“If we gain nothing from experimental film, I hope at the very least it convinces us that there are more ways to ‘speak’ than with words. In my films, I’ve tried again and again to attempt a cinema where strongly held beliefs, political sentiment, existential longing, even historical reverie might be presented and argued non-linguistically.”
“I show true things using fictional techniques but maintaining truthfulness — that's where my approach differs from Ozu. He wanted to make film more aesthetic. I want to make it more real. He aspired toward a cinematic nirvana. When I was his assistant, I was very opposed to him, but now, whilst still not liking his films, I'm much more tolerant. As for me, I'd like to destroy this premise that cinema is fiction.”
“That feeling of standing on the edge of a cliff and having to reach the other side. When a character has to make an important decision or is forced to act, for better or for worse, he sets off big changes in his life. It's not just fiction. We all have to go through a transitory period like this.”

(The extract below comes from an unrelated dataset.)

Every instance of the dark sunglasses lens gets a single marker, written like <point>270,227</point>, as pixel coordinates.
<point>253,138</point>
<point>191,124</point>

“To please the majority is the requirement of the Planet Cinema. As far as I’m concerned, I don’t make a concession to viewers, these victims of life, who think that a film is made only for their enjoyment, and who know nothing about their own existence.”
“I think, to create reality in film, you still have to go through constructedness; you gotta go through a process of artifice anyways. I'm not one of those people who thinks, "Oh, the real person will seem real on the screen;" to create something that is seemingly real takes a lot of work. But having said that, I try to structure the scenes quite tightly, but then within that, leave them some space to go unexpected places.”
“I perceive 'Pierre' (Pola X) in the same way that I perceive my own life: I understand both 'poorly' but I’m obliged to explore them. That’s what a project is: a heavy question mark. You’re the dot under that mark and you mustn’t let it crush you.”
“For me cinema is image, sound, and the faces and bodies and, yes, voices, of my actors, and sometimes the words that they are saying, but not only the words.”